What’s the period, season, and time of day?
Whether the scene occurs inside or outside and at least three descriptive ideas related to place.
Who is present in the scene at the opening of the scene?
What’s the point of view? Usually, the setting is experienced through the senses and memories of one character.

Now consider how the author might have selected the details. To take this practice further, you might rewrite the scene to orient with different details. Or do this a few times with good stories and then look at your own first pages.

Note: In the 1800s, lots of novels begin with an omniscient point of view. This is less common today (except in literary fiction) because it tends to work against immersing readers in the scene. There’s nothing wrong with it and it can be fun to explore, but using omniscience may limit your audience.

A messy workspace. A collection of action figures. A cupboard under the stairs that serves as a bedroom. Often the settings we remember most clearly are those that connect to the values and circumstances of a character. It’s not just a place. It’s a special place. It’s not just a time. It’s a special time (birthday, exam day, the last day of freedom or exile). We experience stories through what they mean to characters, so it’s not surprising that memorable settings are intertwined with characters. This doesn’t mean they need to be congruent. Fish out of water stories depend on settings that become vivid because they are at odds with characters.

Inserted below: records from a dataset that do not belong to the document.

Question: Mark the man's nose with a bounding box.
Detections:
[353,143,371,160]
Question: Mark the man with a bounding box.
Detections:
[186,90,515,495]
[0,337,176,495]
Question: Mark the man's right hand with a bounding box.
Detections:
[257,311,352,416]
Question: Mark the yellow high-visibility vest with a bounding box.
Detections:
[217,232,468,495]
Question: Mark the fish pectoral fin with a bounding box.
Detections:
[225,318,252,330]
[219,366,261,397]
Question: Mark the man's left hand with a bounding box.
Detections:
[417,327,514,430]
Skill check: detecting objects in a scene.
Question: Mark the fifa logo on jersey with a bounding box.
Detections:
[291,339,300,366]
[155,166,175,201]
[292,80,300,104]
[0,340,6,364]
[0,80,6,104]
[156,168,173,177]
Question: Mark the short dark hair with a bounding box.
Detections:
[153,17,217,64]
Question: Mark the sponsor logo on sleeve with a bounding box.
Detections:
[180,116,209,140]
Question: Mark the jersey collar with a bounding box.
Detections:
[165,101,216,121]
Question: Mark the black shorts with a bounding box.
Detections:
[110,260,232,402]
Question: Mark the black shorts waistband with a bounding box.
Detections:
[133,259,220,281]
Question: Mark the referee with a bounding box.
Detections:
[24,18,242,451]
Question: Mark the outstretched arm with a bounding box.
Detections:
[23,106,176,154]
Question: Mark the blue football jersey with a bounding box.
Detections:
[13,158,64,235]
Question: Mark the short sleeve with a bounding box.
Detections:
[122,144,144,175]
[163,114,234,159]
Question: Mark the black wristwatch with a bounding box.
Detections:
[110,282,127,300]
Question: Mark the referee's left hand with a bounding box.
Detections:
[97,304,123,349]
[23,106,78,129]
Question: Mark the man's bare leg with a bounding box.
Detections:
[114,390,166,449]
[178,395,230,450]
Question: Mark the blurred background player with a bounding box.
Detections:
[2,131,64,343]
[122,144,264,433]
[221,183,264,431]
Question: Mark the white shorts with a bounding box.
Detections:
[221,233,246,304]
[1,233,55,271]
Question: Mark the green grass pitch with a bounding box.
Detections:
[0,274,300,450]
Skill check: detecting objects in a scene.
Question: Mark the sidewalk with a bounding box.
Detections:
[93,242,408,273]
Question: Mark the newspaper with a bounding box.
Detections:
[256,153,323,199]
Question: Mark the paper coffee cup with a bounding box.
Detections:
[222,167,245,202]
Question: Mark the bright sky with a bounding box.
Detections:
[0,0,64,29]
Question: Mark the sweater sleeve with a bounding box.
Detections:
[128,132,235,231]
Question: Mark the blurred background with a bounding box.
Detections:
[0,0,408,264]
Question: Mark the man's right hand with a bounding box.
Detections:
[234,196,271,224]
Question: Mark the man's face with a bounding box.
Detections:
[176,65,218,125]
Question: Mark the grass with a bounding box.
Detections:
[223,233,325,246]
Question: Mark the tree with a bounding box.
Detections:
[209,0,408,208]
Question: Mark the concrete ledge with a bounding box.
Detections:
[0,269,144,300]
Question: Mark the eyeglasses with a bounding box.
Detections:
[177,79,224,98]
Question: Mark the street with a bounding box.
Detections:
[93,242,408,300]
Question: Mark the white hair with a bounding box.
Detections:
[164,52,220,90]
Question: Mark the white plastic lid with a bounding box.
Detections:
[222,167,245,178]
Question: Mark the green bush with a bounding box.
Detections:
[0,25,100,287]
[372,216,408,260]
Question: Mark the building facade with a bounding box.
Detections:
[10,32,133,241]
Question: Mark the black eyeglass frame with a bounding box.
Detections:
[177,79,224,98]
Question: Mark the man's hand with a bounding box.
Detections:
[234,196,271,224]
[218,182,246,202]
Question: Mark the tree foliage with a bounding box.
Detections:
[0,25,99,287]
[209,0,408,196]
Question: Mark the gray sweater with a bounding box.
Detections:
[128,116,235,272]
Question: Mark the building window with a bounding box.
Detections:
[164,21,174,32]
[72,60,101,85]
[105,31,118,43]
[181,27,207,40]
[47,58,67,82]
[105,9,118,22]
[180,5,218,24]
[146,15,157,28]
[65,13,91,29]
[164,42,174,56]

Mastery of Story Setting 2: Create a connection between the setting and a character.
Practice: Look at the work of fiction you admire or explore one of your own, and consider what about the setting matters to the character. A night owl might be grumpy in the morning light. A fancy ballroom might make a character feel underdressed. Machine gun turrets might dissuade a character who wants to rescue his or her beloved. See if there are missed opportunities to connect with the task at hand or goal. Find the element in the setting that is most emotionally engaging (fear, envy, anger, curiosity) to the viewpoint character. Depending on the story, there may be opportunities for irony. A character may be lured in by bait or act foolishly because he or she misconstrues what something is.

In addition to connecting to the plot and the character, a setting can engage readers because of its details. One reason people come to stories is to learn something new. Sometimes, it’s just fun facts to know and tell your friends. But it can be more basic, often arising from research. I find that the tools set out for a profession, the irritations of a workplace, the surprise (a Monet print hung in auto repair shop) can keep readers reading.

When all else fails, dazzle them. An apt, poetic description can hold readers even when it brings a story to a complete stop. But it has to be special. It has to become a set piece that enthralls readers so thoroughly that it will entertain despite interrupting the story.

Mastery of Story Setting 3: Make your setting engaging.
Practice: A great starting point is to turn to the work of a writer whose voice captures you every time, perhaps because the language is poetic (George R.R .Martin) or distinctive (Hunter S. Thompson) or full of personality (Austen). Focus on how setting (time, place, items and people present) is handled, and how the language adds to engagement rather than distracts. Once you’ve noticed alls this, put what you’ve learned to work. (f you have the facility to imitate a writer’s voice in a scene you create, that can be a great way to internalize high-level skills. Otherwise, just jump from your analysis to writing a setting for your own story.

For those with well-developed styles, a good exercise is to move beyond voice to details noticed. If you can write about the room you are in (and time and people present), no matter how mundane, and make is interesting and distinctive by picking out something new, that’s powerful.

One more thing: see if in a setting you can surprise readers (fairly). Surprises delight and raise questions that can keep pages turning.